• U.S.

CRIME: Spectator

2 minute read
TIME

Last month the Press chuckled when Alphonse (“Scarface Al”) Capone went to a charity baseball game in Chicago, sat in a front box, shook hands with the players, had his picture taken. For in another front box was sitting Chief Investigator Pat Roche, who had said he was looking for Gangster Capone for a fortnight but could not find him (TIME. Sept. 7).

Last week Gangster Capone, with a bodyguard of eight including “Machine Gun” Jack McGurn, attended the Northwestern-Nebraska football game at Evanston, Ill. This time the players did not greet him. And when the spectators learned of Capone’s presence among them they raised a storm of angry booing. “I came to see the game,” said Gangster Capone. “I’m going to stick it out.”

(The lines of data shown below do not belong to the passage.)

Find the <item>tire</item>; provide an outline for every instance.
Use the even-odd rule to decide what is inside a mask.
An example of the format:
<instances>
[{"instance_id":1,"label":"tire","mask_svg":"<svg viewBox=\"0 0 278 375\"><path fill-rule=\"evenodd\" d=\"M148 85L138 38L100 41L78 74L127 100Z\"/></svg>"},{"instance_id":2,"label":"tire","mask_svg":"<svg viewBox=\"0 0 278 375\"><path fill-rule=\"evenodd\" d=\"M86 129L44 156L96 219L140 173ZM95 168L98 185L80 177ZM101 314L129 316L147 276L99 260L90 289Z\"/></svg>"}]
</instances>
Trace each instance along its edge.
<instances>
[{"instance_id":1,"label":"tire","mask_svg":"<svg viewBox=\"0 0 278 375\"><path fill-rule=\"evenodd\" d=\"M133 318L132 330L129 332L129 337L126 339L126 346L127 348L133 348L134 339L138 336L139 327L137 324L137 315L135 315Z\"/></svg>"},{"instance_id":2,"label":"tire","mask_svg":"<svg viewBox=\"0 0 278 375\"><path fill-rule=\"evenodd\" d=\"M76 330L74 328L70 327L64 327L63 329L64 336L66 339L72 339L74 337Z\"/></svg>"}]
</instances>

Northwestern’s President Walter Dill Scott asked Chief William O. Freeman of the Evanston police to evict Gangster Capone & party.* Chief Freeman said they had tickets, were committing no offense. He did not see how it could be done. The student booing continued, however, and at the end of the third quarter Capone & henchmen left. A crowd of 400 followed him out. A band of Boy Scouts gamboled about him shouting: “Yea, Al!”

* Fortnight ago, Col. Robert Isham Randolph, president of the Chicago Association of Commerce, told Northwestern students: “I could have any man I designated killed for $200 or $300. I could have President Scott put on the spot but it would cost a few hundred dollars extra.” (TniE, Oct. 5.)